BlobTools2 is a reimplementation of BlobTools, written in Python 3 with a fully modular design to make creating new datasets and adding additional analysis types even easier. Notable differences relative to BlobTools include the addition of a
blobtools add command to allow new data to be added to an existing dataset and the absence of a
blobtools view command as dataset visualisation is handled by the BlobToolKit Viewer.
BlobTools2 - assembly exploration, QC and filtering. usage: blobtools [<command>] [<args>...] [-h|--help] [--version] commands: add add data to a BlobDir create create a new BlobDir filter filter a BlobDir host host interactive view of all BlobDirs in a directory replace call blobtools add with --replace flag -h, --help show this -v, --version show version number See 'blobtools <command> --help' for more information on a specific command.
The minimum requirement to create a new dataset with BlobTools2 is an assembly FASTA file. The underlying data structure has been updated from a single JSON format BlobDB file to a collection of JSON files in a BlobDir directory. This change makes it trivial to separate dataset creation from the subsequent addition of analyses and presents the data in a format that can be efficiently processed for interactive visualisation with the BlobToolKit Viewer.
Additional data can be added to an existing BlobDir by parsing analysis output files into one or more fields using the
blobtools add command. This command can also be used to add metadata including links to external resources and full taxonomic information to a dataset.
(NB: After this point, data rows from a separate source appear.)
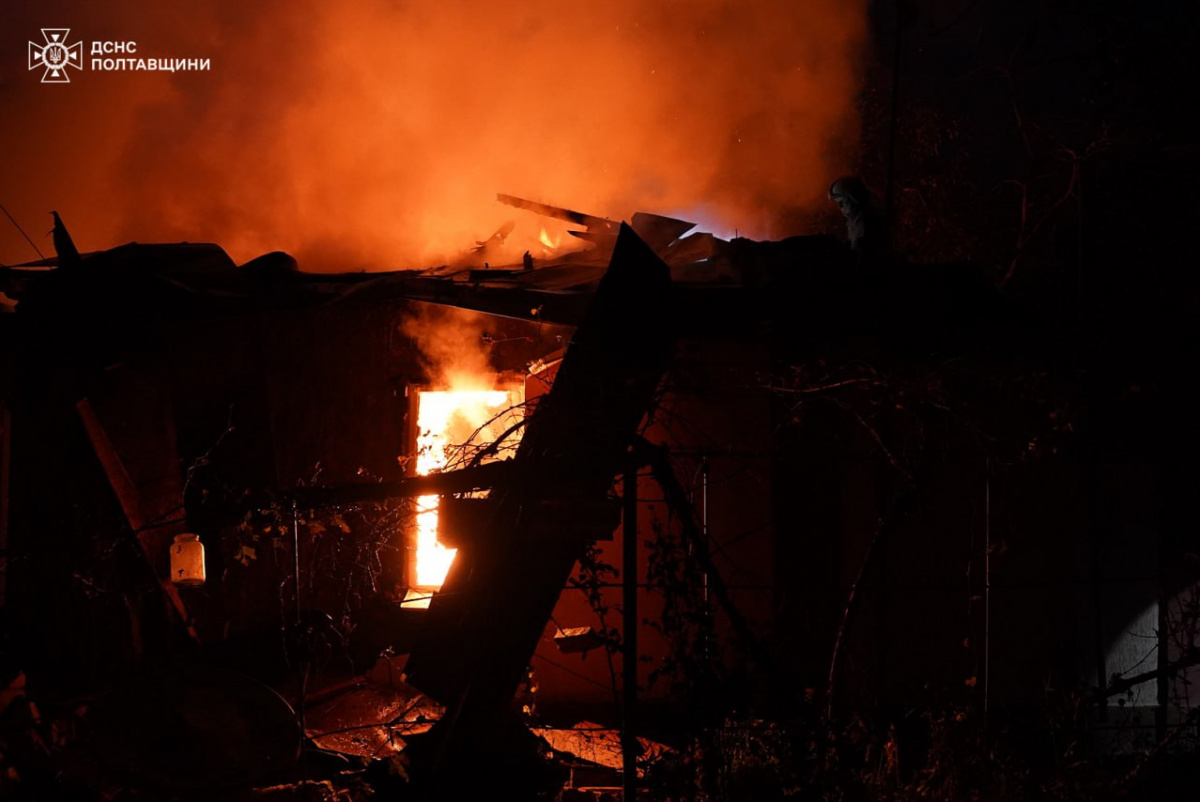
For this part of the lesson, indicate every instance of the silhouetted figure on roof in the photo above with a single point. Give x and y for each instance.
(69, 256)
(864, 225)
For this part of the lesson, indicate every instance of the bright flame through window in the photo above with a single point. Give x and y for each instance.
(451, 428)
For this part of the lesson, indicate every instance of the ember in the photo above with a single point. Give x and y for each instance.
(451, 426)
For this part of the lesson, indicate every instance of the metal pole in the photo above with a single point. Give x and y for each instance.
(987, 585)
(629, 624)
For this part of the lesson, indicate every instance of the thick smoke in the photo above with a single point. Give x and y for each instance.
(376, 135)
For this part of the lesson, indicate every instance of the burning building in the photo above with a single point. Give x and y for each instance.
(603, 497)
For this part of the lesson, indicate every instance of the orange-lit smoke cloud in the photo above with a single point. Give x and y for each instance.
(376, 135)
(451, 345)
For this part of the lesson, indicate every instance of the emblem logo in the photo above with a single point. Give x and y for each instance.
(55, 55)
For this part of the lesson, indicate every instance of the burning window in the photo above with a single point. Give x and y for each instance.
(454, 429)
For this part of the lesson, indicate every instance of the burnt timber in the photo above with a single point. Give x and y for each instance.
(485, 623)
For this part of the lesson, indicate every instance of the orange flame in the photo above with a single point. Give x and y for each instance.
(448, 419)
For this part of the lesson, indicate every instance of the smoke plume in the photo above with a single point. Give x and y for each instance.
(376, 135)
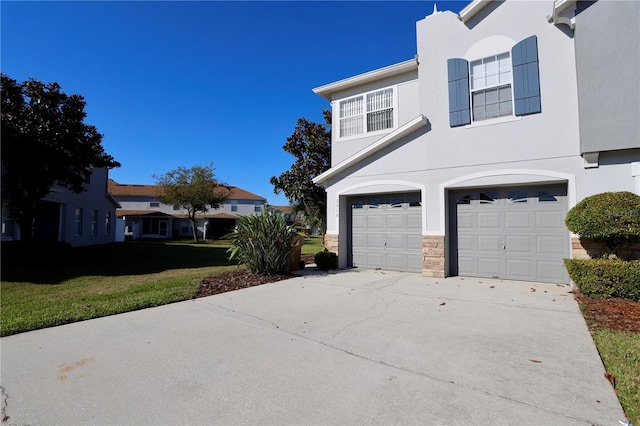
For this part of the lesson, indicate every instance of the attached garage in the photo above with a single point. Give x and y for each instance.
(513, 233)
(386, 232)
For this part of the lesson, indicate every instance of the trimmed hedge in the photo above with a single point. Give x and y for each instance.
(326, 260)
(612, 217)
(605, 278)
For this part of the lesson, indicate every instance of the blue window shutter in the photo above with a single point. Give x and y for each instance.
(526, 77)
(459, 111)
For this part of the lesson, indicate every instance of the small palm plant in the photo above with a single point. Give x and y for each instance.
(263, 243)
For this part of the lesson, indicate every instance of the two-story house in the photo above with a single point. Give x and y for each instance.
(465, 159)
(86, 218)
(147, 217)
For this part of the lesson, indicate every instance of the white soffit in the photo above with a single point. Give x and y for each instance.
(410, 127)
(392, 70)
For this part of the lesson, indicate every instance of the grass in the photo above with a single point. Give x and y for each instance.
(110, 279)
(105, 280)
(620, 353)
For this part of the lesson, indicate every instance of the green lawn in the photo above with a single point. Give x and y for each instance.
(620, 353)
(110, 279)
(105, 280)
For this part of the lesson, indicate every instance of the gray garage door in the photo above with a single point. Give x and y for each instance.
(386, 232)
(510, 233)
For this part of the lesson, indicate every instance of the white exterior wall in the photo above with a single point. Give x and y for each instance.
(537, 148)
(95, 198)
(406, 87)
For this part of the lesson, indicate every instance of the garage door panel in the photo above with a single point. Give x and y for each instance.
(467, 265)
(489, 267)
(414, 242)
(554, 245)
(465, 221)
(414, 222)
(386, 232)
(467, 242)
(511, 233)
(375, 222)
(519, 244)
(359, 241)
(375, 260)
(396, 261)
(395, 222)
(519, 268)
(550, 220)
(489, 220)
(375, 241)
(396, 241)
(414, 262)
(518, 220)
(490, 243)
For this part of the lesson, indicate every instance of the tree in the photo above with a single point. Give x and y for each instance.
(310, 143)
(44, 142)
(195, 190)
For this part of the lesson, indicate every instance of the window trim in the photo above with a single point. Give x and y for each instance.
(363, 95)
(485, 88)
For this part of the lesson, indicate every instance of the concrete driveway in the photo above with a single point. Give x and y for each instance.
(353, 347)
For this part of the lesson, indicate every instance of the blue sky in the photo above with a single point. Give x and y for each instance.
(173, 84)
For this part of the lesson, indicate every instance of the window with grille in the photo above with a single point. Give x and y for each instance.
(371, 112)
(490, 80)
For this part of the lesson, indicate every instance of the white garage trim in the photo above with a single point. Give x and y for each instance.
(502, 177)
(384, 187)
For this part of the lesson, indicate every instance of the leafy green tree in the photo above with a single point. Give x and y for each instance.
(310, 144)
(195, 190)
(611, 217)
(263, 243)
(45, 141)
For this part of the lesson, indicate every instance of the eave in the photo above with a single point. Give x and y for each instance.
(472, 9)
(384, 142)
(392, 70)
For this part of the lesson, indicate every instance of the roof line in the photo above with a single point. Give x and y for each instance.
(389, 71)
(410, 127)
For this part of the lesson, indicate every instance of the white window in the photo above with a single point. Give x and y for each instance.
(490, 80)
(94, 222)
(78, 222)
(367, 113)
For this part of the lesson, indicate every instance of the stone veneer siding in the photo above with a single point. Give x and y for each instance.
(433, 259)
(331, 242)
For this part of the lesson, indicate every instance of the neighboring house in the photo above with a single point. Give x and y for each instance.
(466, 159)
(147, 217)
(83, 219)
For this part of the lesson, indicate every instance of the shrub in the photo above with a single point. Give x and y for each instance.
(262, 243)
(326, 260)
(613, 217)
(605, 278)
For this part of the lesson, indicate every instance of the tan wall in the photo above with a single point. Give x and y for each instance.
(433, 259)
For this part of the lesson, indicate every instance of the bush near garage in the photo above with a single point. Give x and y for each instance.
(263, 243)
(606, 278)
(326, 260)
(613, 219)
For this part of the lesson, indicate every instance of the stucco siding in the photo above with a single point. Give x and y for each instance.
(608, 69)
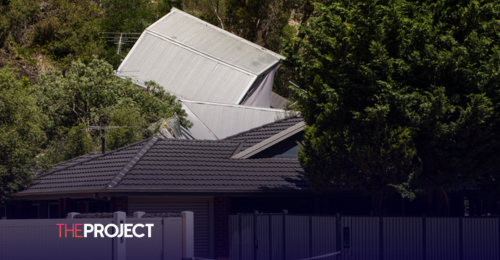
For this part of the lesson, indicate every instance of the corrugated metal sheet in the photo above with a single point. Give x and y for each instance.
(225, 120)
(364, 237)
(195, 60)
(213, 41)
(480, 238)
(184, 73)
(403, 238)
(200, 208)
(442, 238)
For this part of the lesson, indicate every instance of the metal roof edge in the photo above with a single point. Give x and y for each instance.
(255, 128)
(270, 141)
(23, 194)
(175, 10)
(230, 105)
(137, 157)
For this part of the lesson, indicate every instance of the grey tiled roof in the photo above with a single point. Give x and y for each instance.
(261, 133)
(170, 165)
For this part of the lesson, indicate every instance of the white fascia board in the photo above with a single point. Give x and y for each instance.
(231, 105)
(189, 111)
(247, 88)
(270, 141)
(260, 48)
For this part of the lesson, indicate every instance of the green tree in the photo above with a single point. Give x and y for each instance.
(89, 95)
(21, 134)
(429, 69)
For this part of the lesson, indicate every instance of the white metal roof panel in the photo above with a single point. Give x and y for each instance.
(184, 73)
(213, 41)
(225, 120)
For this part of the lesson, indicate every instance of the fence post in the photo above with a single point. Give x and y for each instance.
(255, 240)
(381, 238)
(310, 236)
(119, 243)
(271, 238)
(284, 233)
(461, 238)
(424, 236)
(240, 239)
(338, 235)
(187, 234)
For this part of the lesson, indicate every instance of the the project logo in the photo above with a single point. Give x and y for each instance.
(110, 230)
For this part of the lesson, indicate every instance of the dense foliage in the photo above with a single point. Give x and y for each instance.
(21, 133)
(400, 93)
(89, 95)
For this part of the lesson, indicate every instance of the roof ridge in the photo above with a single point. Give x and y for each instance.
(89, 159)
(137, 157)
(262, 126)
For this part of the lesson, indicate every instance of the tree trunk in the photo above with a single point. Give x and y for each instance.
(438, 202)
(377, 199)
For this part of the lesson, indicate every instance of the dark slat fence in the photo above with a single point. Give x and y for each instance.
(293, 237)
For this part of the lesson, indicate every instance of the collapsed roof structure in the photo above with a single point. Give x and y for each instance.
(195, 60)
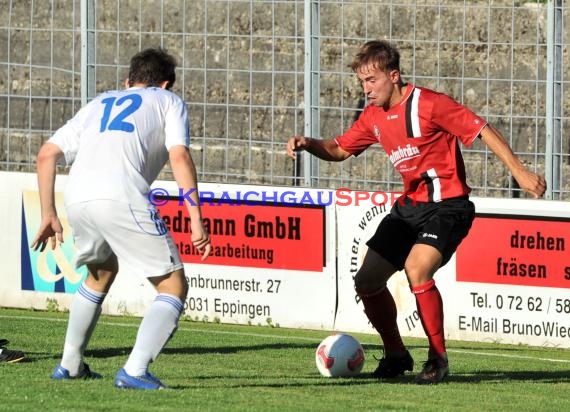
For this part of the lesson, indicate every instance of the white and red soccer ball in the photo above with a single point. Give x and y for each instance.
(339, 355)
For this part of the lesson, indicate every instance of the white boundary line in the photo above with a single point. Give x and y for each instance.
(303, 338)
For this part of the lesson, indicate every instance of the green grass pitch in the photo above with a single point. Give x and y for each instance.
(217, 367)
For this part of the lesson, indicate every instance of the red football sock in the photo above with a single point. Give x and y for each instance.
(382, 313)
(430, 309)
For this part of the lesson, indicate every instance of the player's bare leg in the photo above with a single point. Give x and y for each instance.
(83, 316)
(380, 308)
(421, 265)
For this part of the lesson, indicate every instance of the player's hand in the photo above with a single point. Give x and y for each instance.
(50, 230)
(532, 183)
(295, 144)
(201, 239)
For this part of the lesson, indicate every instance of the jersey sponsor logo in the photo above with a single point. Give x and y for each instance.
(377, 133)
(428, 235)
(401, 154)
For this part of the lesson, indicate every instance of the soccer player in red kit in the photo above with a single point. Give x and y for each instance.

Currently supported analyses outputs include BLAST/Diamond sequence similarity searches, BAM/SAM/CRAM read mappings and BUSCO genome completeness assessments. Parsers are implemented as Python modules that convert the data to one of several generic datatypes (identifier, variable, category, array, array of arrays) so new analyses can be supported by adding an appropriate parser. The
blobtools replace command calls
blobtools add with a
--replace flag to allow fields to be updated.
Datasets can be filtered based on the values in any variable or category field, or using a list of identifiers. Filters may be applied to a complete dataset to allow for use of a reduced dataset without repeating analyses or applied to assembly FASTA and read FASTQ files to allow for reassembly and reanalysis. Filter parameters are all shared between BlobTools2 and the BlobToolKit Viewer, allowing interactive sessions to be reproduced on the command line.
Assuming the BlobToolKit Viewer code and dependencies are available, the
blobtools host command provides a convenient way to start the Viewer to begin interactive exploration of all BlobDir datasets in a directory.